Also makes me wonder if people could DDOS an entire company with DMCA takedown requests.




Also makes me wonder if people could DDOS an entire company with DMCA takedown requests.

Someone should DDOS the web pages of all the American congresscritters and their campaigns and campaign contractors with DMCA notices. That's probably the only way this will get fixed.


Also the sites of their biggest corporate donors.


Someone with some russian friends and or russian VPNs, please do this. You won't face prosecution and it will really cause some change for the better!


You could try. File a few DMCA notices for Disney's top content to their CDN and cloud/datacenter providers. I guess they won't take it down.


17 USC § 512(f), knowingly misrepresenting a DMCA takedown claim can result in liability for damage, attorneys fees, etc.


Except I don't believe it ever has, even in egregious cases.

However, there is a pending test case attempting to give it some teeth. I expect it will be entertaining, no matter how it substantively turns out:

https://www.popehat.com/2019/12/13/randazza-confederates-dou...
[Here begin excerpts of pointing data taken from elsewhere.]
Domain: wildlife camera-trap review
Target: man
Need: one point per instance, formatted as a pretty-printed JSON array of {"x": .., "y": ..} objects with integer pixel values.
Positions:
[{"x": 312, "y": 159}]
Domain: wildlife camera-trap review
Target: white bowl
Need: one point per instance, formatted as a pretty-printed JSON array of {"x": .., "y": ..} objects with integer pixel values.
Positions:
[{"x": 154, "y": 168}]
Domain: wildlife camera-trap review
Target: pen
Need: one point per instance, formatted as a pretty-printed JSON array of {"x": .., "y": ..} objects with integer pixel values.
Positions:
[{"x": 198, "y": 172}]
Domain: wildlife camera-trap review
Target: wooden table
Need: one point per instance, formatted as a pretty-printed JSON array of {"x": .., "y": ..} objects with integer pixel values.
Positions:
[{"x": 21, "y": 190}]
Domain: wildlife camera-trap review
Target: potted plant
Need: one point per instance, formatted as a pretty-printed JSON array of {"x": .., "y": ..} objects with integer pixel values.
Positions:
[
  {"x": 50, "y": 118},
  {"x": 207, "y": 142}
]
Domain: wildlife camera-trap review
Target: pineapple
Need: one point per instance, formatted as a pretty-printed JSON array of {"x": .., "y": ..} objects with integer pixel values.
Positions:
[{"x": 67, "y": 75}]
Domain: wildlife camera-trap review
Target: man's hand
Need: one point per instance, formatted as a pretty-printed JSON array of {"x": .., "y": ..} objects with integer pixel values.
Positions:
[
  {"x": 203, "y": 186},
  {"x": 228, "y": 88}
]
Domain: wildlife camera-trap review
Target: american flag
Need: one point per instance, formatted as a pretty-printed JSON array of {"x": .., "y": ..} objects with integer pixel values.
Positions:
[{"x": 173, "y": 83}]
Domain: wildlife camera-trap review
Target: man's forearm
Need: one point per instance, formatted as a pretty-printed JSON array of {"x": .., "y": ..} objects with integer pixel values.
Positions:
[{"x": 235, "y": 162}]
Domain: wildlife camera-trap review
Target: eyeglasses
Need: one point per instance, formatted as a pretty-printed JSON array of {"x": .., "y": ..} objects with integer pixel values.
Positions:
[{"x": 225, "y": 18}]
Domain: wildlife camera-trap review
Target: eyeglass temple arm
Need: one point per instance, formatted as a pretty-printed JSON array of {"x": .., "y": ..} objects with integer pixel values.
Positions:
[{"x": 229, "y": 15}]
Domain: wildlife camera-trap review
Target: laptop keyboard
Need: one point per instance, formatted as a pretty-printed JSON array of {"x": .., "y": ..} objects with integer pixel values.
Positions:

Lenz v Universal was fought over this, and has opened the floodgates for these claims. Copyright holders cannot just blanket issue DMCA takedowns without evaluating the supposedly infringing content, including consideration of fair use.

While it’s not an easy case to win, it has teeth - unfortunately they are limited to ACTUAL damages, which does give companies incentive to file misrepresented claims as one cannot easily hire a contingent attorney without the possibility of a statutory windfall.


Yeah, very few enforcements, indeed.

This was the first successful 512(f) verdict back in 2004, though it may still stand nearly alone, and did not yield enough in damages to affect megacorp behavior in the absence of a huge flurry of such lawsuits: https://en.m.wikipedia.org/wiki/Online_Policy_Group_v._Diebo....


No individual will ever pursue this in court because of the cost in time and money and the risk of being declared liable anyway. Corporations with legal departments are certainly capable of pursuing this against individuals.

There's a significant power imbalance here.


Get people with zero assets to write the notice - maybe pay them $20


Probably not a good idea. Our f'd-up legal system would garnish their wages for the rest of their life to pay back the corporate attorneys.


> Also makes me wonder if people could DDOS an entire company with DMCA takedown requests.

Fastest way to make change will probably be using their own game against them and have them lobby on your behalf


I'm sure that if normal people try to do this they will be charged with something generic as fraud.


russian VPN or similar solves this


For a specific example, you can definitely take a company's products off the Chrome Web Store for multiple weeks with a forged DMCA request. Of course, if your company relies on Google to make money you should be expecting this to happen already... Whether you could effectively do this against other marketplaces like the iOS or Android app stores is an interesting question. I suspect those are run better but they'd still have to honor the takedown.